Candyman movie review - Aussieboyreviews


For older teens, 2021’s Candyman is bloody and creepy horror entertainment. It’s also nearly better than the original slasher featuring the urban legend, but it’s quite political.


A decade after the last of the Cabrini towers were torn down, Anthony and his partner move to the now gentrified Cabrini. A chance encounter with an old-timer exposes Anthony to the true story behind Candyman. He unknowingly opens a door that unleashes a terrifying wave of violence.

Movie Images

Movie details

Director: Nia DaCosta
Cast: Yahya Abdul-Mateen II, Teyonah Parris, Nathan Stewart-Jarrett, Colman Domingo, Kyle Kaminsky, Vanessa Williams, Tony Todd
Writer: Jordan Peele, Win Rosenfeld, Nia DaCosta
Release Date (Australia): 26 August 2021
Runtime: 91 minutes/1h 31m
Genre: Horror, Thriller
Country: USA, Australia
Language: English

CONTENT GUIDE (warning: May contain spoilers)

Themes (MA15+)

The film features horror themes, a brief suicide scene and references to racial discrimination.

Violence (MA15+)

The film contains scenes in which people are attacked with a large hook and stabbed, accompanied by large blood sprays and injury detail.

Coarse Language (M)

The film contains use of the word “f**k”, in addition to uses of “s**t”, “**shole”, “bitch”, “damn” and “hell”.

Drug Use (PG)

A woman is briefly viewed smoking a marijuana joint.

Sex (M)

The film includes multiple verbal sex references.

mpaa rating

R (for bloody horror violence, and language including some sexual references)

Aussie boy's thoughts

When the focus switches from the nonessential political concepts to the underdone horror material, at least the appearance of the Candyman is actually creepy. However, this update to the classic franchise will mainly dissatisfy and disappoint the truthful fans.

What audiences appreciated about 1992’s Candyman was the psychological eeriness and the clever design.
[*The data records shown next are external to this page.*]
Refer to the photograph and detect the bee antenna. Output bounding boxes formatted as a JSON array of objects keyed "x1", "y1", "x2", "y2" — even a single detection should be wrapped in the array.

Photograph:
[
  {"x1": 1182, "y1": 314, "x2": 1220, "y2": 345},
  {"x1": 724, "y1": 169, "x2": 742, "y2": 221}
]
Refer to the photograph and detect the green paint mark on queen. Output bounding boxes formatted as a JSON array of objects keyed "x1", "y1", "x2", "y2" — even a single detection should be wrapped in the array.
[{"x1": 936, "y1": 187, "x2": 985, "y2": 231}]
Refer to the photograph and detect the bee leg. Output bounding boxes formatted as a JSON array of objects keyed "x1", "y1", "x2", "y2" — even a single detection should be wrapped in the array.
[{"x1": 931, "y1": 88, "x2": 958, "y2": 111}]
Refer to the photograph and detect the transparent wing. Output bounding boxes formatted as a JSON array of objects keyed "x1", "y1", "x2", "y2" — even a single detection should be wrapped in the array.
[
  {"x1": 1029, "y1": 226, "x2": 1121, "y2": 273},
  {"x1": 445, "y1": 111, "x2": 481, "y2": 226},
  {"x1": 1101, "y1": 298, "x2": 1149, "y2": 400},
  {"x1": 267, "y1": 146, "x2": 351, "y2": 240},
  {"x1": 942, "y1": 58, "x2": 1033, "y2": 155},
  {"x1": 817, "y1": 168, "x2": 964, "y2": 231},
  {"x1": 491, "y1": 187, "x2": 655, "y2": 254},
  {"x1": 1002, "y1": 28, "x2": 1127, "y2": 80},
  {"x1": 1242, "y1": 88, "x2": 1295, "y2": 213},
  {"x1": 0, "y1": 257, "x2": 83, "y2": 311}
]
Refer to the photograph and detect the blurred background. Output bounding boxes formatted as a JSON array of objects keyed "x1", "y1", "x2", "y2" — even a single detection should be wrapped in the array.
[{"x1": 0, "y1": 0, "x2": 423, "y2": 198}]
The new Candyman is very creepy and well-crafted, but lacks the amount of suspension and is more political than terrifying. The original was also fearless when it came to depicting gruesome slashings, whereas there’s only a few moments of bloody carnage here, with most of the excitement left unrevealed.

The suspenseful climax is also surprisingly very hurried, meaning that there’s been a lot of changes between the original classic. However, it’s mostly fans that’ll hate the new design. Others will absolutely love it! It’s much creepier, faster and memorable, plus the cast’s work is acceptable. Nia DaCosta’s role of direction was also very smart. The new Candyman’s real energy would rely on a better script and some additional onscreen terror.